A ilusão do valor absoluto da literatura

Tarcizio F. Carvalho
Literatura e Redenção
9 min readJun 18, 2018

Mesmo ouvindo a história de Chapeuzinho a vida toda, tantas pessoas ainda se oferecem aos perigos e se entregam ao autoengano.

Quando falamos e escrevemos para um público, nos expomos. Isso é muito bom! É preciso uma dose de coragem para expressar pontos de vista, debatê-los e até apanhar por sua causa. Um bom exemplo de como a exposição pode ser provocativa é o texto de Millôr Fernandes reproduzido abaixo. Ao ler parte dele no blog “Como educar seus filhos”, em artigo de Marcela Saint Martin, fui logo verificar a fonte:

“Pensar é a todo o momento e a todo custo. Pensar dói, cansa e só traz aborrecimentos. Melhor é não pensar. Mas pensar não é facultativo. Se o cérebro, a mínima parte dele que seja, deixa de estar alerta por um momento, penetram lá, como parasitas difíceis de erradicar, ‘ideias’ vindas da imprensa, do rádio, da televisão, da propaganda geral, dos produtos em série, do consumo degenerado, dos doutores em lei, arte, literatura, ciência, política, sociologia. Essa massa de desinformação, não só inútil como nociva, nos é, aliás, imposta de maneira criminosa nos primeiros anos de nossa vida. E se, algum dia, chegamos a pensar no verdadeiro sentido do termo, todo o restante esforço da existência é para nos livrarmos de uma lamentável herança cultural. Pois, infelizmente, o cérebro humano é um dos poucos órgãos do corpo que não tem uma válvula excretora. E as fezes culturais ficam lá, nos envenenando pelo resto da vida, transformando o mais complexo e mais nobre órgão do corpo numa imensa fossa, imunda e fedorenta. Um lamentável erro da Criação.”

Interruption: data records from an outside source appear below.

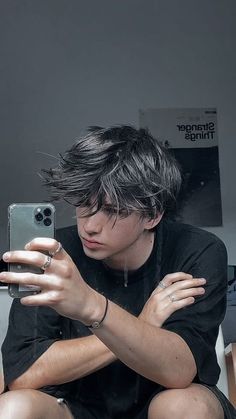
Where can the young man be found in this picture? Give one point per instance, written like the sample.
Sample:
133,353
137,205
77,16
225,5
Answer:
127,318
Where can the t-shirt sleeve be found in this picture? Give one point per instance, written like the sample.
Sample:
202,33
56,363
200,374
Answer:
30,333
198,324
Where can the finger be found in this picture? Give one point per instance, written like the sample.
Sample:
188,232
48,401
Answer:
178,304
52,246
190,292
178,284
26,278
171,278
33,258
184,285
46,298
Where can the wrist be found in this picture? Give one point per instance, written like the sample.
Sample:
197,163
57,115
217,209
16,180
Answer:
96,311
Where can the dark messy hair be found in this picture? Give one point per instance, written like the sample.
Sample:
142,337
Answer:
118,166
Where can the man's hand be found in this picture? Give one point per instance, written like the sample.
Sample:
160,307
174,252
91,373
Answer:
175,291
61,284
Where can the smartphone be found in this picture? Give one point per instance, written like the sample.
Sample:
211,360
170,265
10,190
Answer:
25,222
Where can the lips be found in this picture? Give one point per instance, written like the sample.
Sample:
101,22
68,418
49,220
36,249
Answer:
91,244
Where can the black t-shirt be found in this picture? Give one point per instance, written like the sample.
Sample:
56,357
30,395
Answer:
116,389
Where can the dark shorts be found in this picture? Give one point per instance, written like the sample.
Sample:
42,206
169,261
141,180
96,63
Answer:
87,412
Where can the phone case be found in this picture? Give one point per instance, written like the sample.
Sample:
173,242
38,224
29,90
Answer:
25,222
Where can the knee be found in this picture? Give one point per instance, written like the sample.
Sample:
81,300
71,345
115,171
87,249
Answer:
17,403
179,404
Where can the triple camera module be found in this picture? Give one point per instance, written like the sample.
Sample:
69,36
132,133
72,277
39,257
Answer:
43,215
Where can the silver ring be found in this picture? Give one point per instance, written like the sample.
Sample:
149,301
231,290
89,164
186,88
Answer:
47,263
57,250
171,297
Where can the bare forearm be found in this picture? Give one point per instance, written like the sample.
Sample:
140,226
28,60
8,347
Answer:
155,353
65,361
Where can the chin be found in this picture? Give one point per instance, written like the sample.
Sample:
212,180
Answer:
95,255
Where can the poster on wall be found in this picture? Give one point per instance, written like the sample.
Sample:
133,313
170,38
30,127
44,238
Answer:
191,135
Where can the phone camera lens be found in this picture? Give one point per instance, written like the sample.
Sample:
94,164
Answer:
47,212
39,216
47,221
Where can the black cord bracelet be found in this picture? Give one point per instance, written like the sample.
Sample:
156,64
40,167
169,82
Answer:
96,324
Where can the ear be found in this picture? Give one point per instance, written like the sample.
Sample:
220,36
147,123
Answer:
150,224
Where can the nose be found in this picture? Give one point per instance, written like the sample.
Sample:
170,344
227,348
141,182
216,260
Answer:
93,224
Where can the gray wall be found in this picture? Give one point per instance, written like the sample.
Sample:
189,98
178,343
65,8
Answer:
67,64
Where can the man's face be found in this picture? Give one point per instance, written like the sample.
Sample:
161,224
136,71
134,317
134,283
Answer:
115,240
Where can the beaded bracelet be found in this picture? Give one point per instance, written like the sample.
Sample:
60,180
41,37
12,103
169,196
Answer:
96,324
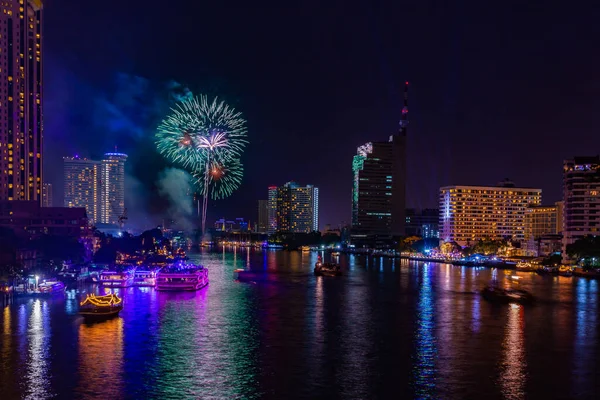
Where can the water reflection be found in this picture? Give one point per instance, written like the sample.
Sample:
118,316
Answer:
38,336
424,371
101,359
513,368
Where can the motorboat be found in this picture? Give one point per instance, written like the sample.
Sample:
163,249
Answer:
95,308
144,278
181,278
122,278
327,269
495,294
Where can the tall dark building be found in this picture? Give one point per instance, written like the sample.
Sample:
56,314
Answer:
21,100
379,188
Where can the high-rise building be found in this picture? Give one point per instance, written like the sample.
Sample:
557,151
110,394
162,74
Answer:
297,208
422,222
272,210
581,195
379,186
82,185
263,216
472,213
47,195
541,234
112,188
21,100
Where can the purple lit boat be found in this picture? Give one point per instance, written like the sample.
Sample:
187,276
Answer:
181,278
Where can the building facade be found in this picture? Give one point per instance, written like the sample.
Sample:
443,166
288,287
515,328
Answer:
422,222
47,200
272,210
263,216
82,185
296,208
540,229
378,193
472,213
21,100
112,188
581,196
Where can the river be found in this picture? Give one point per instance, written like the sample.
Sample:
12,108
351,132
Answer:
386,329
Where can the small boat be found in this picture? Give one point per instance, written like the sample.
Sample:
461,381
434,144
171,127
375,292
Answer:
144,278
121,278
178,278
563,270
97,308
496,294
327,269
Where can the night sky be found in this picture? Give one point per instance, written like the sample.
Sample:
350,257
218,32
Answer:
504,91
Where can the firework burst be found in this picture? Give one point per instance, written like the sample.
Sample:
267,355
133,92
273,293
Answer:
223,178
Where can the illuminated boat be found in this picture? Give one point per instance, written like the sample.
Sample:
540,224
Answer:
123,278
144,278
496,294
181,278
51,287
95,308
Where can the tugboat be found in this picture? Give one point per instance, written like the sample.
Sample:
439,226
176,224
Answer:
495,294
99,308
326,269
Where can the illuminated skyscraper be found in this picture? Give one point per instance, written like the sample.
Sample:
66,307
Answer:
581,191
47,195
21,100
263,216
112,187
379,187
272,210
82,185
297,208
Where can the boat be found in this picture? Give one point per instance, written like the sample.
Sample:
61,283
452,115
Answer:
144,278
97,308
113,278
564,270
178,278
51,287
496,294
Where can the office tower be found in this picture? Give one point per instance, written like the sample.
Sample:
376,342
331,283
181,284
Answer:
541,235
21,100
422,223
379,185
112,188
263,216
472,213
82,185
581,195
272,210
297,208
47,195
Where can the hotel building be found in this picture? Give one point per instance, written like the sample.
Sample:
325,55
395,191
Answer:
472,213
581,195
541,230
82,185
21,100
297,208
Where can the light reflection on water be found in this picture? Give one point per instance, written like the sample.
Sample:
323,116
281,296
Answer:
387,329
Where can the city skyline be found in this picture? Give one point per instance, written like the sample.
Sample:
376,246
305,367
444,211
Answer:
466,128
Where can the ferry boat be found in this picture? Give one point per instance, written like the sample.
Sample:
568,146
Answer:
144,278
123,278
178,278
51,287
95,308
326,269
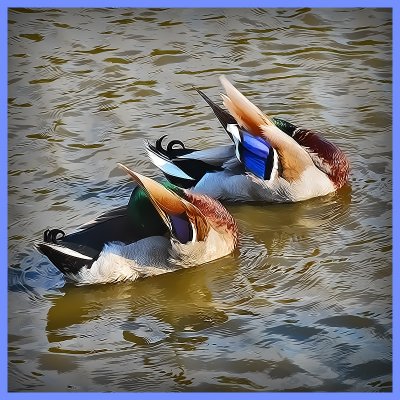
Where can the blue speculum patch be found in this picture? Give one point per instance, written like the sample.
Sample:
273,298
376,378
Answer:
256,154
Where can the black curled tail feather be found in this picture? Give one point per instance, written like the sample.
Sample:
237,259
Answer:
51,235
170,151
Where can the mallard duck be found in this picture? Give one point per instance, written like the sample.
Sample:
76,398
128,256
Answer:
270,160
162,229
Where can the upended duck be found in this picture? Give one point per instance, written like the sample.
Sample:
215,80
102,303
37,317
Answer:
270,160
162,229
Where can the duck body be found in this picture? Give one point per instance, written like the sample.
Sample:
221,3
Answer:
270,159
159,231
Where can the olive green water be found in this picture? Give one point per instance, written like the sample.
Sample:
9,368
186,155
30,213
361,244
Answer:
304,303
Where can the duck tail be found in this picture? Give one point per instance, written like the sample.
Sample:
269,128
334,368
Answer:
223,116
67,260
247,115
166,159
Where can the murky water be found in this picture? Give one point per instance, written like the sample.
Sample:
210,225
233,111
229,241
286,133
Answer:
305,302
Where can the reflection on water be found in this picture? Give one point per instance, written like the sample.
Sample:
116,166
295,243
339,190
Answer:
305,302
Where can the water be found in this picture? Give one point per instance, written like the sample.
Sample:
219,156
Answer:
303,304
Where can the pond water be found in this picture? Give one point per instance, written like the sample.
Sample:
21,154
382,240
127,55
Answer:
304,304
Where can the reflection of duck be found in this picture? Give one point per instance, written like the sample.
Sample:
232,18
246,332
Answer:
200,230
275,160
179,304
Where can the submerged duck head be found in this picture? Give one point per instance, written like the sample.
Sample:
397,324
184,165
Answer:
310,164
199,227
163,228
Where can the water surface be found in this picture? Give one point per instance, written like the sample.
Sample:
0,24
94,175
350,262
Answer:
304,304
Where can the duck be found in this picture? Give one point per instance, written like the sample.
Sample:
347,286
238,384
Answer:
162,229
268,159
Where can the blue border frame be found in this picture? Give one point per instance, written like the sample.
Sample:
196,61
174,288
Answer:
4,5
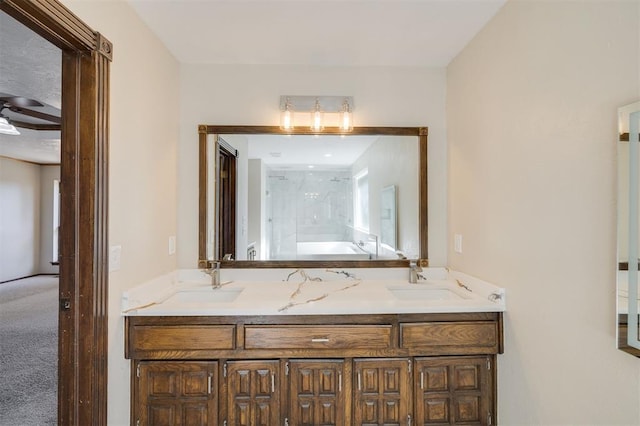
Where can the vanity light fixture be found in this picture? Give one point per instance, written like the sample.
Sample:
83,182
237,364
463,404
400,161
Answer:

Eu não sabia se acionava a válvula e mandava pelo esgoto também as opiniões de Millôr, ou se me assentava à roda com ele e Otávio Morais, como nos idos de 1967, quando compartilhou essa perspicaz, porém amarga, reflexão sobre o pensar. Escolhi ficar na roda e aceitar a provocação. Apesar da divergência fundamental, temos um elemento em comum: a ideia da Criação. E ainda há outro aspecto que nos irmana: adotar uma postura ao ser informado de que o ser humano foi criado por Deus à sua imagem, postura de crença ou descrença — assumindo que, um dia, Millôr tenha lido todo o relato bíblico da criação do ser humano. Como no projeto do Criador não temos uma válvula excretora cerebral, vamos com contentamento conversar e avaliar.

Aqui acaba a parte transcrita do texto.